While the invention has been described to reduce the vertical component of the acceleration imparted to the vehicle by the land mine explosion, crush tubes can also be designed to reduce the horizontal component of the acceleration. Land mine explosions can also cause significant horizontal accelerations on the vehicle occupants. Crush tubes 16 may be placed on the backside of the seat 10 as shown in FIG. 11 to absorb energy in the horizontal directions. The horizontal tubes 16 are attached to a fixed vertical member, such as a vehicle wall 24.

In FIG. 10, the crush tubes 16 are shown as a replacement for the existing standard seat pedestal 12. Crush tubes 16 can also be used in conjunction with the existing seat pedestal 12 as shown in FIG. 12. The crush tubes 16 are offset slightly from the seat 10 so that the seat 10 can be adjusted using the standard seat pedestal. However, the energy to deform the seat pedestal 12 should be minimized to reduce the total acceleration imparted to the occupant 14.

FIG. 12 also shows armor 32 which may be attached to the seat 10 or the vehicle floor 13 to provide additional protection against fragments or penetrating objects.

As shown in FIG. 13, two crush tubes 26, 28 may be aligned concentricly such that each crush tube 26,28 carries a portion of the force. In addition, the axial length of crush tube 26 may be different than the axial length of the crush tube 28 such that the crush tube 26 is loaded before the tube 28. In this type of system, the deformation rate can be controlled such that if one of the tubes 26,28 fails to absorb the required energy, the other tube(s) becomes more stiff as it(they) deforms, thus absorbing the required energy.
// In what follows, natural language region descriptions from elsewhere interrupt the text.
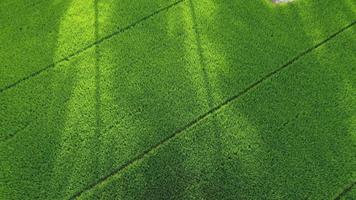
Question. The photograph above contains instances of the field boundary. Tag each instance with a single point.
(97, 42)
(208, 113)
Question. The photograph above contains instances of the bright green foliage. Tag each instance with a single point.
(87, 87)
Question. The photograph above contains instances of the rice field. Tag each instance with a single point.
(177, 99)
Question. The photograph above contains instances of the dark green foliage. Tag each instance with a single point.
(170, 99)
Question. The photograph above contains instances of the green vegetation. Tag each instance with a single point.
(177, 99)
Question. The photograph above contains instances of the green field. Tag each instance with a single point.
(177, 99)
It is also possible to construct the composite tube with varying material properties to control the rate of energy absorption along the length. Constructing the composite tube with varying geometry or architecture is another way to control the rate of energy absorption. For example, FIG. 14 shows a crush tube 30 in the shape of a cone.

While the invention has been described with reference to certain preferred embodiments, numerous changes, alterations and modifications to the described embodiments are possible without departing from the spirit and scope of the invention as defined in the appended claims, and equivalents thereof.

Claims

1. An apparatus for reducing force from an exploding mine, transmitted to a seated occupant in a vehicle, the apparatus comprising:

a vehicle floor;

a seat attached to the vehicle floor;

armor attached to the seat;

armor attached to the floor;

a seat pedestal for attaching the seat to the vehicle floor;

at least one crush tube for absorbing energy from the exploding mine disposed between the vehicle floor and the seat;

wherein the at least one crush tube is a fiber-reinforced composite structure comprising thin fibers of a strong and stiff material, in a polymer matrix, such fibers aligned along the axial direction of the at least one crush tube;

further comprising a second crush tube which is concentric with the at least one crush tube such that each crush tube carries a portion of the force;

wherein an axial length of the second crush tube is different from an axial length of the at least one crush tube such that one crush tube is loaded before the other.

2. The apparatus of claim 1, wherein the at least one crush tube is disposed vertically between the vehicle floor and the seat.

3. The apparatus of claim 1, wherein the fibers comprise continuous fibers in a polymer matrix.

4. The apparatus of claim 1, wherein the at least one crush tube is made of discontinuous fibers in a polymer matrix.

5. An apparatus for reducing force from an exploding mine or the like, transmitted to a seated occupant in a vehicle, the apparatus comprising:

a vehicle floor;

a seat attached to the vehicle floor;

armor attached to the seat;

armor attached to the floor;

a seat pedestal for attaching the seat to the vehicle floor;

at least one crush tube for absorbing energy from the exploding mine disposed between the vehicle floor and the seat;

wherein the at least one crush tube is a fiber-reinforced composite structure comprising thin fibers of a strong and stiff material such as graphite, glass, Aramid, or boron, in a polymer matrix, such fibers aligned along the axial direction of the at least one crush tube;

wherein the at least one crush tube is cone-shaped so that energy absorbed varies with time.